Una formulazione che ha spinto molte aziende, in queste ore, a ritenere appunto il trattamento di fine rapporto come misura dell’indennizzo: una soluzione economicamente più svantaggiosa per il lavoratore licenziato. In realtà le cose non starebbero in questo modo.
L’INTERPRETAZIONE
A spiegarlo è il responsabile economico del Pd, Filippo Taddei, secondo il quale «il riferimento al Tfr serve solo come parametro tecnico per chiarire che la mensilità da prendere in esame per l’indennizzo è l’ultima percepita dal lavoratore prima della risoluzione del rapporto». In pratica, afferma chiaramente il collaboratore del premier Renzi, se si viene licenziati a maggio, sarà quello il cedolino (moltiplicato per le mensilità da corrispondere) da prendere in considerazione per l’indennizzo. Così, ad esempio, chi è assunto da tre anni, potrà ricevere come risarcimento una somma pari a 6 mesi di retribuzione. E non a sei liquidazioni che, occorre ricordarlo, sono il frutto di uno stipendio base moltiplicato per 12 ma poi diviso per 13,5.
GLI ALTRI PUNTI
La norma, tra l’altro, ha stabilito anche un indennizzo minimo (di 4 mensilità di stipendio) per evitare che le aziende approfittino delle nuove regole (che in aggiunta prevedono sgravi contributivi e il taglio all’Irap ) per licenziare con troppa facilità i neoassunti. La riforma prevede anche l’introduzione della conciliazione standard. In questo caso l’imprenditore offre al lavoratore un importo che non sarà considerato reddito imponibile ai fini Irpef pari a un mese di stipendio per ogni anno di lavoro, fino ad un massimo di 18 stipendi. Il versamento sarà effettuato tramite assegno circolare. Accentando l’assegno il lavoratore rinuncia a fare causa e il rapporto di lavoro si considera chiuso. Quasi inalterata la disciplina che regola i licenziamenti discriminatori: in questo caso anche i nuovi assunti hanno diritto al reintegro sul luogo di lavoro e ad un risarcimento (per un minimo di 5 stipendi). L’unica novità consiste nel fatto che il lavoratore, entro un mese dalla sentenza del giudice, potrà scegliere se tornare al lavoro o essere indennizzato con 15 mensilità. In rampa di lancio anche il Naspi, l’assegno che da maggio sostituirà l’Aspi e la mini-Aspi coprendo anche i collaboratori esclusi fino ad oggi.
LE TUTELE
Per poterne usufruire, innanzitutto, il lavoratore deve essere stato assunto con un contratto da dipendente e trovarsi in uno stato di disoccupazione involontaria Inoltre, il disoccupato deve avere alle spalle almeno 13 settimane di contribuzione negli ultimi 4 anni e aver svolto almeno 18 giorni di lavoro nell’anno precedente. L’ammontare dell’assegno è il 75 per cento della retribuzione, per la parte di stipendio che non supera i 1.195 euro. Per la quota di salario che oltrepassa questa soglia, invece, l’indennità si riduce al 25 per cento.

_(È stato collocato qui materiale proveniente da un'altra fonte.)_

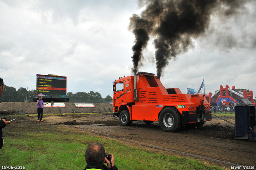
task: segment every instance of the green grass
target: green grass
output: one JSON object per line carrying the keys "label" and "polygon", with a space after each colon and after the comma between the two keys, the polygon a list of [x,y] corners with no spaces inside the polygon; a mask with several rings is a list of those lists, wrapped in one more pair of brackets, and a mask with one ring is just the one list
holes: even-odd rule
{"label": "green grass", "polygon": [[61,126],[45,127],[40,129],[42,131],[24,127],[25,130],[10,126],[8,130],[4,129],[0,169],[2,166],[20,166],[31,170],[83,170],[86,166],[84,151],[92,142],[102,144],[108,153],[113,154],[119,170],[223,169],[196,160],[127,146]]}

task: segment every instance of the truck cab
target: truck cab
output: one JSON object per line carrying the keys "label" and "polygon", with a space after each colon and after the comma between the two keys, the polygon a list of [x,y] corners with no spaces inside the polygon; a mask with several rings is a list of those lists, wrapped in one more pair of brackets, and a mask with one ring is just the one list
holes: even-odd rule
{"label": "truck cab", "polygon": [[135,120],[158,121],[163,130],[174,132],[183,125],[201,126],[212,120],[210,104],[204,96],[166,89],[154,74],[139,72],[120,78],[114,82],[113,90],[113,116],[119,117],[123,126]]}

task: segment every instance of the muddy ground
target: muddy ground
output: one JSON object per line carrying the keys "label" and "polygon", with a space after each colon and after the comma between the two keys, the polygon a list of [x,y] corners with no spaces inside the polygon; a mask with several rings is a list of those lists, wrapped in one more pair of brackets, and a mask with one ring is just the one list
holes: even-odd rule
{"label": "muddy ground", "polygon": [[[163,131],[158,122],[147,124],[134,121],[130,126],[121,126],[119,118],[113,117],[110,112],[45,115],[43,122],[37,122],[35,115],[5,116],[7,119],[17,119],[4,130],[22,127],[34,129],[52,127],[54,129],[54,126],[63,126],[115,139],[129,146],[189,157],[228,169],[232,166],[256,167],[256,142],[235,140],[234,126],[213,116],[212,121],[202,128],[170,133]],[[234,123],[234,119],[228,120]]]}

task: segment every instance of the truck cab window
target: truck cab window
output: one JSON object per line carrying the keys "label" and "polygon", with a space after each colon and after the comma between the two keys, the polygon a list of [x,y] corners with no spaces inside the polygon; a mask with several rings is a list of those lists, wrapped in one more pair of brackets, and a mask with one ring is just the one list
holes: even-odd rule
{"label": "truck cab window", "polygon": [[119,83],[116,84],[116,91],[124,91],[124,83]]}

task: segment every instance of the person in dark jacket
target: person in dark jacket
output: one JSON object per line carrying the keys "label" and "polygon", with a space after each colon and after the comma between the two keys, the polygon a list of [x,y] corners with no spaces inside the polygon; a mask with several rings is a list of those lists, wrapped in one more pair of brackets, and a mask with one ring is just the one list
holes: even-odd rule
{"label": "person in dark jacket", "polygon": [[[102,145],[98,143],[91,143],[84,152],[84,159],[87,165],[84,170],[118,170],[115,165],[113,154],[108,154],[110,161],[106,158],[106,152]],[[108,166],[104,163],[107,164]]]}
{"label": "person in dark jacket", "polygon": [[[0,78],[0,97],[4,92],[4,80]],[[0,149],[2,149],[4,145],[4,138],[3,138],[3,128],[6,125],[8,125],[12,122],[7,121],[4,119],[1,119],[1,115],[0,115]]]}

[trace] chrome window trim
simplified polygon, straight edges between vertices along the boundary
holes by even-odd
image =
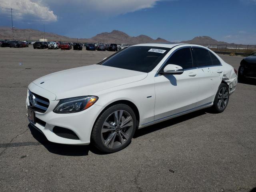
[[[174,47],[172,48],[174,48],[174,47]],[[158,70],[156,72],[156,76],[158,76],[158,75],[161,75],[161,74],[160,74],[160,71],[162,69],[162,68],[163,68],[164,67],[164,65],[166,64],[166,62],[167,62],[167,61],[169,60],[169,59],[172,56],[172,55],[175,52],[176,52],[178,50],[179,50],[182,49],[182,48],[190,48],[190,53],[191,53],[191,57],[192,58],[192,66],[194,66],[194,60],[193,59],[193,54],[192,54],[192,51],[191,49],[191,48],[193,48],[193,47],[197,48],[201,48],[202,49],[205,49],[206,50],[207,50],[208,51],[210,51],[208,49],[207,49],[206,48],[205,48],[204,47],[198,47],[198,46],[184,46],[184,47],[180,47],[179,48],[178,48],[177,49],[174,50],[174,52],[172,52],[171,54],[165,60],[165,61],[164,61],[164,63],[163,63],[163,64],[162,65],[162,66],[159,68],[159,69],[158,69]],[[172,50],[171,49],[171,50],[170,50],[170,51],[171,50]],[[214,54],[213,54],[213,53],[212,53],[217,58],[217,59],[220,62],[220,65],[207,65],[207,66],[201,66],[201,67],[192,67],[192,68],[188,68],[188,69],[183,69],[183,71],[187,71],[188,70],[193,70],[193,69],[200,69],[200,68],[206,68],[206,67],[216,67],[216,66],[222,66],[222,64],[221,63],[221,62],[220,62],[220,61],[219,59],[216,56],[215,56],[214,55]]]

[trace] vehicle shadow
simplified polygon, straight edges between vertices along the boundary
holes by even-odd
[[[43,134],[30,124],[28,125],[28,127],[34,138],[51,153],[68,156],[84,156],[88,155],[88,153],[90,151],[97,154],[104,154],[101,153],[92,145],[72,145],[53,143],[49,141]]]
[[[138,130],[135,132],[133,138],[137,138],[154,131],[158,131],[170,126],[175,125],[184,121],[192,119],[201,115],[206,114],[206,110],[202,109],[179,117],[176,117],[170,120],[168,120],[148,127]]]
[[[238,79],[238,82],[243,84],[247,84],[248,85],[256,85],[256,78],[247,77],[245,79],[241,80]]]

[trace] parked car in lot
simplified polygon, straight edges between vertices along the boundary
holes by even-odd
[[[23,45],[20,41],[10,41],[9,42],[9,47],[23,47]]]
[[[2,47],[3,42],[4,40],[0,40],[0,47]]]
[[[20,43],[22,45],[22,47],[28,47],[28,44],[27,44],[26,42],[21,41],[20,42]]]
[[[256,52],[241,61],[238,76],[241,81],[245,80],[246,77],[256,78]]]
[[[37,42],[33,44],[34,49],[46,49],[47,46],[44,42]]]
[[[94,44],[88,43],[86,44],[86,50],[91,51],[95,51],[96,50],[96,47]]]
[[[113,152],[136,129],[206,108],[222,112],[237,83],[233,67],[204,47],[141,44],[34,81],[27,114],[50,141]]]
[[[49,49],[58,49],[58,47],[56,42],[51,42],[48,44],[48,48]]]
[[[128,46],[129,46],[127,44],[121,44],[120,46],[118,47],[118,50],[121,50]]]
[[[105,45],[104,44],[99,44],[97,46],[97,50],[98,51],[106,51]]]
[[[71,46],[68,43],[62,43],[60,45],[61,50],[70,50],[71,49]]]
[[[82,50],[83,49],[83,44],[81,43],[74,43],[73,49],[74,50]]]
[[[60,44],[60,42],[58,42],[58,41],[57,41],[57,42],[56,42],[56,44],[57,44],[58,45],[58,48],[60,48],[60,45],[61,45],[61,44]]]
[[[108,46],[108,50],[110,51],[117,51],[118,50],[116,44],[111,44]]]

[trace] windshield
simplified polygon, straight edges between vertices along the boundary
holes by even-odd
[[[105,66],[148,73],[170,50],[148,46],[128,47],[99,63]]]

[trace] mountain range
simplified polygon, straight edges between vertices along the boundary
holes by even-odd
[[[130,45],[146,43],[165,43],[171,42],[160,38],[154,39],[148,36],[140,35],[136,37],[129,36],[126,33],[117,30],[113,30],[110,32],[105,32],[98,34],[90,38],[72,38],[66,36],[59,35],[53,33],[45,32],[32,29],[14,29],[15,39],[19,40],[38,40],[39,39],[45,38],[48,41],[63,41],[74,42],[102,42],[104,43],[126,43]],[[0,38],[1,39],[11,39],[12,38],[12,32],[11,28],[8,27],[0,27]],[[180,42],[201,45],[206,44],[229,44],[226,42],[218,41],[210,37],[202,36],[196,37],[193,39]]]

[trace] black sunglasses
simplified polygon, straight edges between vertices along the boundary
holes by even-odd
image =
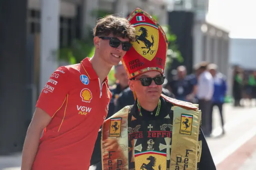
[[[99,37],[102,40],[109,40],[109,45],[114,48],[117,48],[122,43],[123,50],[128,51],[132,45],[129,42],[122,42],[116,37]]]
[[[164,82],[165,76],[156,77],[154,78],[145,77],[145,78],[133,78],[131,80],[140,80],[141,85],[143,86],[148,86],[152,83],[152,81],[154,80],[155,83],[157,85],[161,85]]]

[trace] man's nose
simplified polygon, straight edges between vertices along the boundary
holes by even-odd
[[[120,51],[121,50],[122,50],[122,44],[120,44],[119,46],[118,46],[117,48],[116,48],[116,50],[118,51]]]

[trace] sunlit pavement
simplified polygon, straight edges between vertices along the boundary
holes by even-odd
[[[256,107],[224,107],[226,134],[222,133],[217,108],[212,136],[206,138],[218,170],[255,170],[256,167]],[[20,153],[0,156],[0,170],[20,169]],[[93,170],[90,168],[90,170]]]

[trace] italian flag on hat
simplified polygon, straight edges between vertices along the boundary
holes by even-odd
[[[127,19],[136,30],[136,40],[122,60],[129,78],[152,71],[163,74],[168,42],[162,27],[140,8]]]

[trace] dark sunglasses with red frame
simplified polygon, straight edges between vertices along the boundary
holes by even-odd
[[[99,37],[102,40],[109,40],[109,45],[114,47],[117,48],[122,45],[122,49],[126,51],[128,51],[131,48],[132,45],[130,42],[122,42],[116,37]]]

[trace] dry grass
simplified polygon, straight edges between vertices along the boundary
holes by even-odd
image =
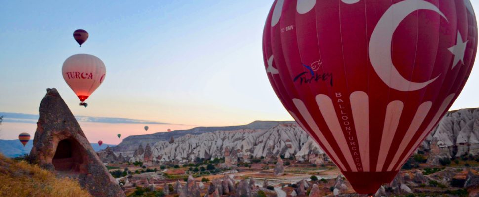
[[[78,182],[0,154],[0,197],[91,197]]]

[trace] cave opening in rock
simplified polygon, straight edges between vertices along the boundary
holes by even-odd
[[[52,164],[55,170],[76,173],[81,173],[85,165],[84,151],[79,143],[73,139],[64,139],[58,142]]]

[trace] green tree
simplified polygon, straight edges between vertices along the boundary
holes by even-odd
[[[214,165],[213,165],[211,164],[209,164],[206,166],[206,169],[208,170],[214,170],[216,168],[216,167],[214,167]]]

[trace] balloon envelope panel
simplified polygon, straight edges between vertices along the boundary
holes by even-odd
[[[285,108],[357,192],[372,194],[462,90],[477,27],[468,0],[277,0],[263,44]]]

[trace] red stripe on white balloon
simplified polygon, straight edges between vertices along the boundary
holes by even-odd
[[[293,98],[293,102],[294,103],[294,106],[296,106],[296,108],[298,109],[298,111],[301,114],[301,116],[303,116],[303,118],[304,120],[306,121],[306,123],[310,128],[313,130],[313,132],[315,133],[319,138],[319,141],[321,141],[325,146],[325,148],[329,152],[331,155],[331,157],[333,158],[333,161],[336,161],[336,165],[339,167],[339,169],[341,171],[346,171],[346,168],[344,167],[344,165],[341,163],[341,160],[339,160],[339,158],[338,157],[338,155],[336,154],[336,151],[329,144],[329,142],[328,140],[326,139],[326,137],[323,135],[322,132],[319,130],[319,127],[316,125],[316,122],[313,119],[313,117],[311,116],[311,114],[310,114],[309,111],[308,111],[308,109],[306,106],[304,105],[304,103],[302,101],[298,98]],[[295,120],[299,120],[297,117],[294,115],[294,114],[291,113],[291,115],[293,116]],[[303,127],[303,128],[305,127]]]
[[[358,169],[354,164],[353,155],[349,150],[348,142],[346,136],[343,133],[343,131],[339,124],[338,115],[333,105],[333,101],[327,95],[319,94],[316,96],[316,103],[319,108],[321,114],[326,121],[329,130],[334,137],[334,140],[339,146],[341,152],[344,154],[344,157],[349,164],[349,167],[353,172],[357,172]]]
[[[402,114],[404,103],[399,100],[395,100],[388,104],[384,118],[384,127],[383,134],[381,137],[381,145],[379,147],[379,155],[378,156],[377,165],[376,171],[382,171],[386,156],[389,152],[394,134],[399,125],[399,121]]]
[[[369,98],[362,91],[351,93],[349,97],[353,112],[361,161],[365,172],[369,169]]]

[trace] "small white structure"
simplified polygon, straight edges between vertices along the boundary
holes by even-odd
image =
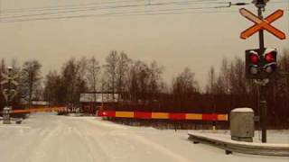
[[[252,142],[254,137],[254,111],[251,108],[237,108],[229,115],[231,139]]]

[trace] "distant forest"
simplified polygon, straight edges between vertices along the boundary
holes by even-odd
[[[251,107],[256,115],[259,87],[245,77],[245,58],[224,58],[217,74],[213,67],[208,72],[208,82],[200,88],[193,69],[186,68],[170,84],[163,81],[164,68],[157,62],[131,59],[124,51],[111,51],[104,64],[95,57],[71,58],[59,71],[42,75],[39,60],[19,65],[14,59],[9,65],[18,76],[18,94],[13,101],[19,107],[22,101],[48,101],[51,105],[80,106],[79,96],[86,92],[121,94],[118,105],[123,111],[154,111],[177,112],[228,113],[237,107]],[[278,70],[266,88],[268,123],[275,128],[289,128],[289,50],[278,54]],[[7,73],[5,58],[0,72]],[[0,80],[3,80],[0,76]],[[170,86],[168,86],[170,85]],[[1,87],[2,89],[4,87]],[[0,109],[5,105],[0,94]]]

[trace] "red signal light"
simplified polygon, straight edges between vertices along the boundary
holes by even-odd
[[[272,53],[267,53],[265,55],[265,60],[268,63],[273,62],[274,61],[274,56]]]
[[[259,57],[258,57],[257,55],[256,55],[256,54],[252,54],[252,55],[250,56],[250,60],[251,60],[251,62],[252,62],[253,64],[256,64],[256,63],[258,63]]]

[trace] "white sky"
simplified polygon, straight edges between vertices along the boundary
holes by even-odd
[[[5,12],[9,9],[95,2],[107,1],[1,0],[1,9]],[[168,1],[151,0],[151,2],[154,4]],[[208,1],[205,2],[208,3]],[[219,0],[218,2],[228,1]],[[233,0],[232,2],[250,3],[251,0]],[[266,11],[265,15],[270,14],[277,8],[284,9],[284,16],[273,24],[284,32],[286,36],[289,37],[289,1],[271,0],[271,2],[272,4],[269,3],[266,7],[270,8],[270,10]],[[276,4],[274,2],[284,3]],[[132,3],[122,4],[129,4]],[[109,6],[111,5],[116,4],[109,4]],[[216,5],[223,4],[172,5],[172,8]],[[245,7],[256,13],[256,8],[253,5]],[[59,14],[56,16],[167,8],[163,6],[145,6],[135,7],[135,9],[125,8],[69,14]],[[238,14],[238,8],[240,7],[232,6],[230,8],[189,11],[202,12],[197,14],[138,16],[114,15],[2,22],[0,23],[0,44],[2,45],[0,58],[5,58],[7,60],[17,58],[20,62],[36,58],[43,65],[42,72],[46,74],[50,69],[61,69],[62,63],[71,57],[91,57],[94,55],[100,62],[104,63],[104,58],[110,50],[125,50],[134,59],[141,59],[146,62],[156,60],[160,65],[164,66],[163,76],[168,83],[171,82],[172,76],[182,71],[185,67],[189,67],[195,72],[196,78],[200,85],[203,86],[207,83],[210,68],[214,66],[218,68],[223,57],[228,58],[244,58],[245,50],[258,47],[257,34],[246,40],[239,39],[240,32],[253,25],[253,23]],[[236,12],[203,13],[203,11],[232,10]],[[33,13],[17,14],[27,14]],[[2,17],[16,15],[15,13],[9,14],[2,13],[1,14]],[[5,20],[2,19],[2,21]],[[280,40],[266,32],[265,32],[265,38],[266,47],[276,47],[279,50],[283,50],[285,47],[289,48],[288,39]]]

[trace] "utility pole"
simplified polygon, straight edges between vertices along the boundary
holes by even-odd
[[[254,1],[253,1],[254,3]],[[266,6],[266,0],[256,0],[255,1],[255,5],[257,7],[258,17],[263,20],[262,12]],[[264,47],[264,30],[261,29],[259,31],[259,50],[260,53],[265,52]],[[266,142],[266,112],[267,112],[267,103],[266,100],[266,85],[268,83],[268,79],[260,79],[256,82],[259,85],[259,94],[260,94],[260,122],[261,122],[261,129],[262,129],[262,142]]]

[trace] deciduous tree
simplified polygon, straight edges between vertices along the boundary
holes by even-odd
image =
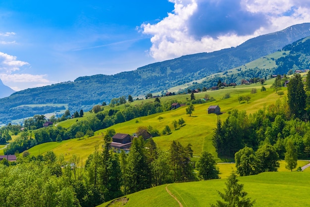
[[[297,166],[297,151],[291,140],[287,141],[285,150],[286,150],[284,158],[286,162],[285,168],[292,171],[293,169],[296,168]]]
[[[279,155],[273,146],[265,144],[258,149],[255,155],[258,160],[259,172],[277,171],[280,166]]]
[[[235,154],[237,173],[241,176],[255,175],[258,173],[258,161],[251,148],[245,147]]]
[[[186,114],[190,114],[190,116],[191,116],[193,111],[194,110],[195,107],[194,107],[194,105],[191,104],[189,105],[187,108],[186,108]]]
[[[199,170],[199,177],[203,180],[219,178],[219,171],[216,167],[216,162],[212,154],[203,152],[197,163]]]

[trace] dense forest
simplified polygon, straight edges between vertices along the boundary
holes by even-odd
[[[113,134],[112,134],[112,135]],[[69,162],[52,151],[29,155],[16,162],[0,162],[0,205],[10,206],[95,207],[124,195],[174,182],[218,178],[213,156],[204,153],[194,172],[190,145],[173,141],[168,153],[152,138],[134,138],[130,153],[110,150],[111,137],[104,136],[102,149],[95,152],[81,167],[74,155]]]

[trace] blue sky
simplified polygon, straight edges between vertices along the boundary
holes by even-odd
[[[0,0],[0,79],[18,91],[235,47],[310,22],[305,0]]]

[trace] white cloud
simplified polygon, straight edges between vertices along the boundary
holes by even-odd
[[[29,63],[18,60],[17,57],[0,52],[0,79],[15,91],[40,87],[52,83],[46,78],[47,75],[18,73],[20,68]]]
[[[16,44],[16,41],[7,42],[7,41],[0,41],[0,44],[1,45],[9,45]]]
[[[310,3],[305,0],[169,1],[174,10],[166,17],[140,27],[152,36],[148,52],[157,61],[235,47],[250,38],[310,22]]]
[[[32,75],[27,73],[12,74],[0,73],[0,79],[4,85],[9,86],[15,91],[54,83],[48,80],[46,76],[47,75]]]
[[[5,32],[5,33],[0,33],[0,36],[8,37],[16,35],[15,32]]]
[[[4,71],[7,73],[19,70],[24,65],[29,65],[27,62],[17,60],[17,57],[0,52],[0,72]]]

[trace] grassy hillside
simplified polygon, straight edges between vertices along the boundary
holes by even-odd
[[[165,151],[168,150],[171,142],[173,140],[177,140],[183,145],[191,144],[194,155],[199,156],[203,151],[206,151],[210,152],[217,157],[217,155],[212,144],[211,139],[217,116],[214,114],[208,114],[207,111],[207,108],[210,105],[218,105],[223,113],[219,115],[219,117],[222,120],[226,119],[228,115],[227,112],[233,108],[239,110],[245,110],[248,113],[254,113],[258,109],[262,108],[264,106],[274,103],[278,99],[283,99],[283,96],[280,98],[272,89],[269,88],[273,81],[273,79],[267,81],[264,85],[267,90],[262,92],[260,91],[261,86],[258,84],[196,94],[195,96],[196,99],[203,98],[205,93],[207,93],[210,96],[214,97],[216,101],[204,104],[195,104],[195,111],[191,116],[186,114],[186,108],[187,106],[185,106],[176,110],[134,119],[115,125],[110,128],[115,129],[116,133],[132,134],[136,132],[139,126],[151,125],[161,132],[164,126],[168,125],[171,129],[171,133],[170,135],[154,138],[160,148]],[[257,89],[258,93],[251,94],[250,92],[254,88]],[[286,88],[283,88],[282,90],[286,93]],[[227,93],[230,94],[231,98],[222,99]],[[246,102],[242,102],[239,104],[238,101],[238,96],[244,95],[249,95],[251,97],[249,104]],[[177,99],[181,102],[185,102],[186,99],[189,98],[190,96],[182,95],[162,97],[160,100],[163,102],[167,99]],[[154,99],[135,101],[131,104],[137,104],[147,101],[153,102]],[[109,106],[105,108],[104,110],[108,110],[108,107]],[[120,105],[117,107],[124,106]],[[94,114],[86,113],[84,117],[77,119],[87,118],[88,116],[91,115],[94,115]],[[158,119],[159,116],[163,118],[160,121]],[[172,124],[172,121],[175,119],[177,120],[181,117],[185,121],[185,124],[183,127],[175,130]],[[138,121],[138,123],[136,123],[137,120]],[[67,127],[75,121],[76,121],[76,119],[72,119],[60,122],[58,124]],[[52,150],[57,155],[65,155],[65,158],[67,160],[71,157],[72,155],[76,154],[85,160],[88,155],[92,153],[96,145],[101,146],[102,144],[103,136],[107,129],[104,129],[95,132],[95,135],[89,138],[85,137],[81,139],[73,139],[57,144],[45,143],[43,145],[38,145],[29,149],[29,152],[31,155],[37,155],[39,153],[39,150],[40,154],[49,150]]]
[[[310,172],[273,172],[239,177],[256,207],[309,206]],[[126,207],[178,207],[167,188],[183,207],[206,207],[221,200],[216,190],[223,192],[225,179],[163,185],[126,196]],[[105,207],[109,203],[100,207]],[[111,205],[109,207],[119,206]]]
[[[67,104],[70,111],[79,111],[81,108],[88,110],[94,104],[103,101],[108,102],[112,98],[122,96],[137,96],[158,92],[164,93],[170,88],[243,65],[281,49],[293,41],[308,37],[310,35],[310,24],[294,25],[281,31],[253,38],[236,47],[184,55],[112,75],[80,77],[73,82],[15,92],[9,97],[0,99],[0,123],[8,123],[12,120],[53,111],[43,113],[42,109],[15,108],[20,105]],[[263,63],[262,66],[268,64],[267,61]],[[268,70],[263,76],[258,76],[264,77],[272,73]],[[238,80],[236,78],[230,82]],[[207,81],[204,86],[213,86],[217,80]],[[229,83],[229,80],[225,81]],[[21,113],[22,109],[23,112]]]

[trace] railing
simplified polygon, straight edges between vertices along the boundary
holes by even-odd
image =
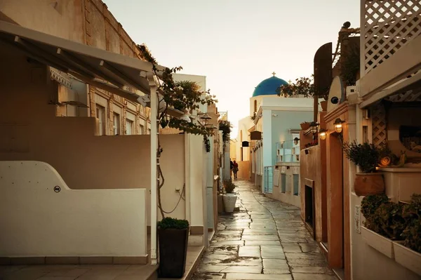
[[[265,166],[264,192],[272,194],[274,189],[274,168],[275,166]]]
[[[300,140],[279,142],[276,152],[277,162],[300,162]]]

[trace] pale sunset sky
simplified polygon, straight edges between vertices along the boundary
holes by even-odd
[[[265,79],[313,73],[323,44],[338,41],[342,25],[359,27],[359,0],[104,0],[137,44],[163,66],[206,76],[206,86],[238,121]],[[333,50],[334,51],[334,50]]]

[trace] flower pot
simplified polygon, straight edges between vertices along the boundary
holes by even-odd
[[[326,100],[321,101],[320,106],[321,106],[321,110],[325,112],[328,110],[328,102]]]
[[[307,131],[310,128],[310,123],[300,124],[300,126],[301,126],[301,129],[302,129],[303,131]]]
[[[402,243],[393,243],[395,260],[403,267],[421,275],[421,254],[404,246]]]
[[[394,258],[393,242],[388,238],[361,227],[361,236],[369,246],[378,251],[391,259]]]
[[[189,229],[158,229],[159,278],[182,278],[186,269]]]
[[[234,212],[235,202],[236,201],[236,195],[235,194],[227,194],[222,196],[224,201],[224,208],[227,213]]]
[[[381,173],[356,173],[354,191],[359,196],[366,196],[385,192],[385,180]]]

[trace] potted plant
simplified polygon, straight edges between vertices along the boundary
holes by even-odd
[[[354,190],[356,195],[367,196],[385,192],[385,181],[381,173],[376,173],[379,149],[373,145],[354,141],[344,145],[347,158],[357,165],[361,173],[356,174]]]
[[[186,268],[189,222],[164,218],[158,222],[160,278],[182,278]]]
[[[236,195],[234,193],[234,189],[236,187],[231,180],[224,182],[226,194],[222,196],[222,200],[224,201],[224,208],[227,213],[234,212],[236,201]]]
[[[300,124],[300,126],[301,126],[301,129],[302,129],[303,131],[307,131],[310,128],[310,123],[308,121],[304,121]]]
[[[410,202],[403,206],[402,217],[406,227],[402,233],[403,242],[394,242],[395,260],[421,275],[421,194],[413,194]]]
[[[328,102],[326,100],[321,101],[320,106],[321,106],[322,111],[326,112],[328,110]]]

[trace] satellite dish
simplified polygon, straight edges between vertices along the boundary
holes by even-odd
[[[336,76],[332,81],[328,98],[328,112],[336,108],[340,103],[345,100],[345,91],[342,79]]]

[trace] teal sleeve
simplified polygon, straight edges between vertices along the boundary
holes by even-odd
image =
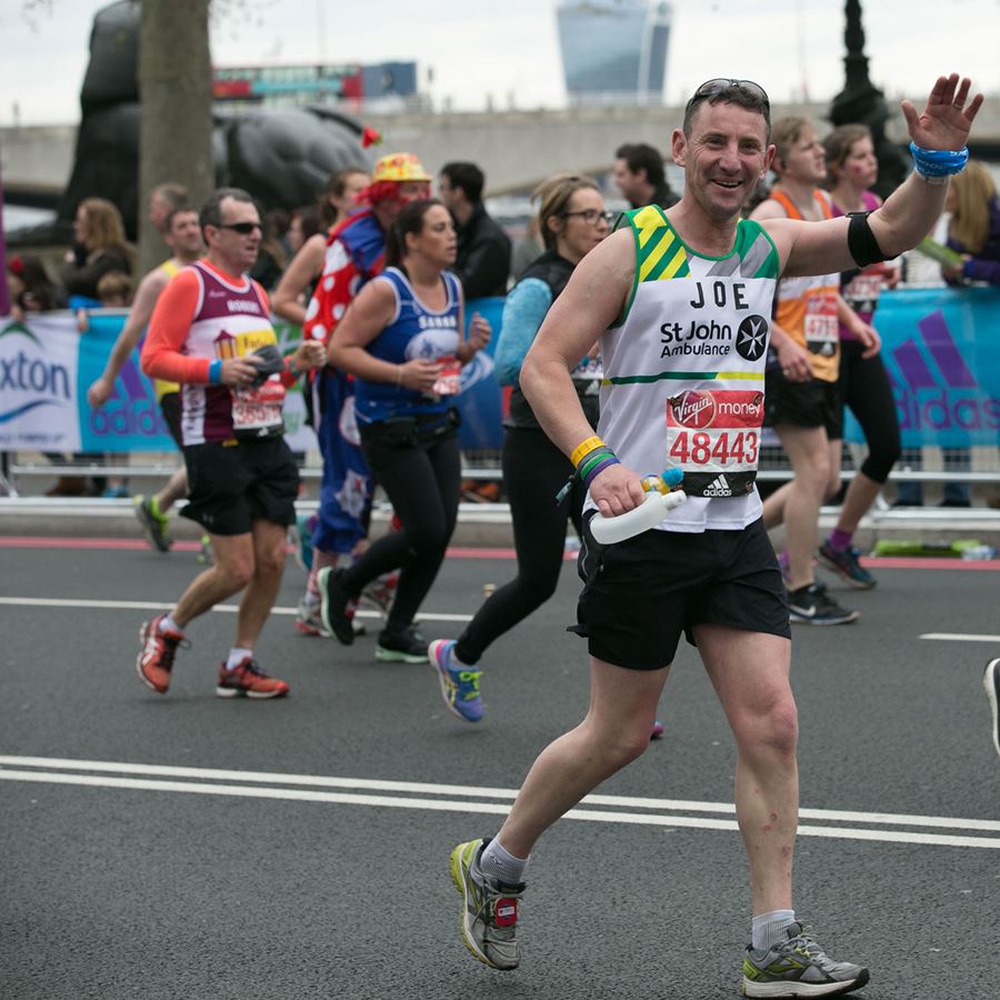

Per tutti i sussidi è previsto comunque un tetto massimo di 1.300 euro lordi L’assegno si riduce del 3 per cento ogni mese, ma soltanto a partire dalla quinta mensilità. L’assegno viene liquidato per un periodo massimo pari alla metà delle settimane lavorate negli ultimi 4 anni. Dunque, chi ha avuto un impiego continuativo per tutto il quadriennio, può ricevere l’indennità per un massimo di 24 mesi. A partire dal 2017, la durata massima dell’assegno scenderà a 18 mesi.